Mar 30, 2025

non-technical and unmanaged relations

Joseph Davis:

For both [Ivan] Illich and [Irving Kenneth] Zola, medicalization constitutes a threat to the human person. It has corrosive effects on human dignity, disabling important aspects of personal and social life, especially for the most vulnerable. The measure of these effects, the ground for their critiques, is a normative picture of the human good that places pre-eminent ethical value on self-governing activity. For Illich, the key criteria for accessing our tools, their productivity or counterproductivity, is whether they serve or undermine “individual freedom realized in personal interdependence.” He defines health itself as the “autonomous power to cope,” an autonomy rooted not in some disembodied individualism but in “self-care” and non-technical and unmanaged relations within a cultural community. Zola, most directly in his writing on disability, also emphasizes the freedom to control one’s own care within a nexus of “mutual aid” and sensitivity to the social sources of suffering. This requires people retaining, as far as possible, the tools to cope with their own lives, express their own values and to help others in non-objectified relations, attending to the whole person and the cultural representations of persons in the wider social milieu.

And:

In their critique of medicalization, Illich and Zola might both be characterized as “against health,” to borrow a provocative phrase from an interview with Illich. The “health” they stand against is not any state of genuine wellbeing but a particular ideology, a healthism, promoted by medicine and increasingly abroad in the wider, medicalized society. The ideology of “health” described by Illich and Zola is an overweening value, an end in itself stripped from any larger context of a well-lived life. It is conceptualized as a kind of commodity that can be engineered, creating and stoking the illusion that the existential realities of pain, suffering, aging, and death can be eliminated.
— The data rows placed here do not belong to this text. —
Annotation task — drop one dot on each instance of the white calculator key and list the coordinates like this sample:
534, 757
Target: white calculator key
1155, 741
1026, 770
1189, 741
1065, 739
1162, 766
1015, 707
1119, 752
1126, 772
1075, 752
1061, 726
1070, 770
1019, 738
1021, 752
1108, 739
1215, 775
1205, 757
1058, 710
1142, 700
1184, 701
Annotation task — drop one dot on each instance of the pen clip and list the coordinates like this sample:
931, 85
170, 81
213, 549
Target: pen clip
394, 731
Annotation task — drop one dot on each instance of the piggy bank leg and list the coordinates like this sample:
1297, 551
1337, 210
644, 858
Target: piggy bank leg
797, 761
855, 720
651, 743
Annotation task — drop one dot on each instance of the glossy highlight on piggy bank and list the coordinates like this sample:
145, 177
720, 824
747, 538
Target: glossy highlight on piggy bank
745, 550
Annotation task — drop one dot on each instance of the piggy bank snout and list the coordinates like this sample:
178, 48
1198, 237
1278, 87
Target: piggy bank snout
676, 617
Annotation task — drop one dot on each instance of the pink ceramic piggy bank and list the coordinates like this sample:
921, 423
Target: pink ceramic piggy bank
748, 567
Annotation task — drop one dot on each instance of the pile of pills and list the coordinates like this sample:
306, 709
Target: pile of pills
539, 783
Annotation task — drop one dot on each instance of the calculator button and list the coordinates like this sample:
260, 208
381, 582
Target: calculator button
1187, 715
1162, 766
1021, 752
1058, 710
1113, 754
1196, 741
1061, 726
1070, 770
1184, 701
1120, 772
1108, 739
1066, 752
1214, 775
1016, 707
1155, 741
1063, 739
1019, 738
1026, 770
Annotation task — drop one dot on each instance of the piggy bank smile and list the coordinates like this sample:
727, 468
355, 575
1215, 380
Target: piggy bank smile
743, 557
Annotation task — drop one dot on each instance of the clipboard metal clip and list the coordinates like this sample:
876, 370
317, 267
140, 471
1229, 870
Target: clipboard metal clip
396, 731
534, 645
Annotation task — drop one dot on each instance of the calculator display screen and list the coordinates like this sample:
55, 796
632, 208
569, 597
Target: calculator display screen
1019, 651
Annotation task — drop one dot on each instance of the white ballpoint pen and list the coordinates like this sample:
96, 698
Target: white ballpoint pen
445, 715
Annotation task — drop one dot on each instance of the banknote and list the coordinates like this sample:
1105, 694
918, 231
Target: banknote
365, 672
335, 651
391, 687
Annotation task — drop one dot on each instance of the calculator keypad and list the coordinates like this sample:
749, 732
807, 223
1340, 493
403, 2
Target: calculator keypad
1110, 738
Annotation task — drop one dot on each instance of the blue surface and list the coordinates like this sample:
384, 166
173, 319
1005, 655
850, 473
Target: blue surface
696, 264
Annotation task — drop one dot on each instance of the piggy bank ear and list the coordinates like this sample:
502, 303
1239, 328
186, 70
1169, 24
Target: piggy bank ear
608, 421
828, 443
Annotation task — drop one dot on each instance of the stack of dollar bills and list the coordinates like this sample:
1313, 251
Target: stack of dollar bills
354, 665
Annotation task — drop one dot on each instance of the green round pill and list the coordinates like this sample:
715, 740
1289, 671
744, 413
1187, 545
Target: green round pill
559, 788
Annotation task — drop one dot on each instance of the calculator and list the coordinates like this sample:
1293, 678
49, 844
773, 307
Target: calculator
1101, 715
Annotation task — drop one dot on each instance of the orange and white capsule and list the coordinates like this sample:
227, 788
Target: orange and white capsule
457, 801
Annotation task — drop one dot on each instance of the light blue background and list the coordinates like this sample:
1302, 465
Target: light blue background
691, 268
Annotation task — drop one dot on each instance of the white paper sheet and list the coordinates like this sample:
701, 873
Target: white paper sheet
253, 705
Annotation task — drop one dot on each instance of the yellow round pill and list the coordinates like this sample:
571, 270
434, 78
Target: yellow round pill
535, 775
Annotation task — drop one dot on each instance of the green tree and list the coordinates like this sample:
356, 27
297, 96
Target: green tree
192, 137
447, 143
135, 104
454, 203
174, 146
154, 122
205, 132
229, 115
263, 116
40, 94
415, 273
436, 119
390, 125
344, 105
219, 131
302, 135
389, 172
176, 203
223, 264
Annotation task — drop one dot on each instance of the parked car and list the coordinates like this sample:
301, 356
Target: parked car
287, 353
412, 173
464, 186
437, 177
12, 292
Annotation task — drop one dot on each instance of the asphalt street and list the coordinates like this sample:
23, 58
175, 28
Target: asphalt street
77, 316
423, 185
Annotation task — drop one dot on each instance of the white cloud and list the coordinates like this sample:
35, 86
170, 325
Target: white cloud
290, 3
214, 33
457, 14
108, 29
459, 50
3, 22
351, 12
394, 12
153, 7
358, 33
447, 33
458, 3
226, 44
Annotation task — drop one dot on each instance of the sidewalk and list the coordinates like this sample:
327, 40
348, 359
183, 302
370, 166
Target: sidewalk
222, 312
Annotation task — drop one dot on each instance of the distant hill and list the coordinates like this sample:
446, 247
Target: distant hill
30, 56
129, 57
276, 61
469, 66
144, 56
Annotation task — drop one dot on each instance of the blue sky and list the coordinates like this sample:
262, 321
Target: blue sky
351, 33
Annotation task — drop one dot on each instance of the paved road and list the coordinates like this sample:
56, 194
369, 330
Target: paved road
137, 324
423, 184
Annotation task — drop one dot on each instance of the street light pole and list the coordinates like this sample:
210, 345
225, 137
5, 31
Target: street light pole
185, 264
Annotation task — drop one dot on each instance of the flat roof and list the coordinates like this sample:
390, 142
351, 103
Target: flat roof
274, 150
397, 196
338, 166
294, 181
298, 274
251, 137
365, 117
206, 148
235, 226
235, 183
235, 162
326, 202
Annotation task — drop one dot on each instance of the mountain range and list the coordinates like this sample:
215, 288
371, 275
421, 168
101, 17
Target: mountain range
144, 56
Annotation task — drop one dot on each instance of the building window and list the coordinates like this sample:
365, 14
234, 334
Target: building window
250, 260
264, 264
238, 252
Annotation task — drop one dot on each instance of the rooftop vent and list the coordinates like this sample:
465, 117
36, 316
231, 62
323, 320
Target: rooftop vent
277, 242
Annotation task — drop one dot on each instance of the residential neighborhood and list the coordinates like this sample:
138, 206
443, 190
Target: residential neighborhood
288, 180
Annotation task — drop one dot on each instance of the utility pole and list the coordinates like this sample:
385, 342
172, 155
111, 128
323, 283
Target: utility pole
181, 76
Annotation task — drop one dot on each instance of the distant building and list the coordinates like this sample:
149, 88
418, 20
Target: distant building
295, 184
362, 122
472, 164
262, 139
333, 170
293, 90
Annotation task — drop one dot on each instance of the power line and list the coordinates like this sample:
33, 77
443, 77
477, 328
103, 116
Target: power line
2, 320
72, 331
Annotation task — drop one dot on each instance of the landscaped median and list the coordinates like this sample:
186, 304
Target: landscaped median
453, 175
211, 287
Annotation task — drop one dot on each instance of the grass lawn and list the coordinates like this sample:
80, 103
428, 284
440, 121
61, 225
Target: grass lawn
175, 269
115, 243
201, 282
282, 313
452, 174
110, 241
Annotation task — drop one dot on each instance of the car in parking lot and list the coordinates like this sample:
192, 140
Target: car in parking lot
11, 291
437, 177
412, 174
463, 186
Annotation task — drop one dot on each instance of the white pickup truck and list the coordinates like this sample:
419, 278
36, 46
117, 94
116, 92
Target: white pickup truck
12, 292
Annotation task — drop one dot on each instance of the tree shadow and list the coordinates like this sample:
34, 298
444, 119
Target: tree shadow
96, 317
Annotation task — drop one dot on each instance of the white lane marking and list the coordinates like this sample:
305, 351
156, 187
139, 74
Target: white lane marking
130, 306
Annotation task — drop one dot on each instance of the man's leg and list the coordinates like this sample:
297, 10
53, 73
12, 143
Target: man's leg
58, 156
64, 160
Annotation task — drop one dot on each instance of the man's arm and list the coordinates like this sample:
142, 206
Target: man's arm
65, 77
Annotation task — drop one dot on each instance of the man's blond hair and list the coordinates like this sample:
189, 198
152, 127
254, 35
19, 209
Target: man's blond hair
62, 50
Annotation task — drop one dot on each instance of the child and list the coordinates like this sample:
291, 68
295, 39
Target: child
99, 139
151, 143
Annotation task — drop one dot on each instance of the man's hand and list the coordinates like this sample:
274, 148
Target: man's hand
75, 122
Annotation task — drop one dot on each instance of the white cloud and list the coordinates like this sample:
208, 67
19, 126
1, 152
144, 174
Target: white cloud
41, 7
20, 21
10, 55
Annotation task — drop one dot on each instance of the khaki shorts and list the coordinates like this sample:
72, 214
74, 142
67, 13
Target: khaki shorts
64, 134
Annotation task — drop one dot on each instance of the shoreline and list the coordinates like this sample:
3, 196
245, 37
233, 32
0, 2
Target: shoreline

This health, a false image of perpetual youthfulness and psychic serenity, demeans those who do not measure up and reinforces the tendency to isolate them and decrease their social visibility. It drives people to keep turning to medicine even when medicine has nothing worthwhile to offer. And, as internalized, it leads to a kind of self-alienation — the body perceived as a machine, the self experienced as an abstract system.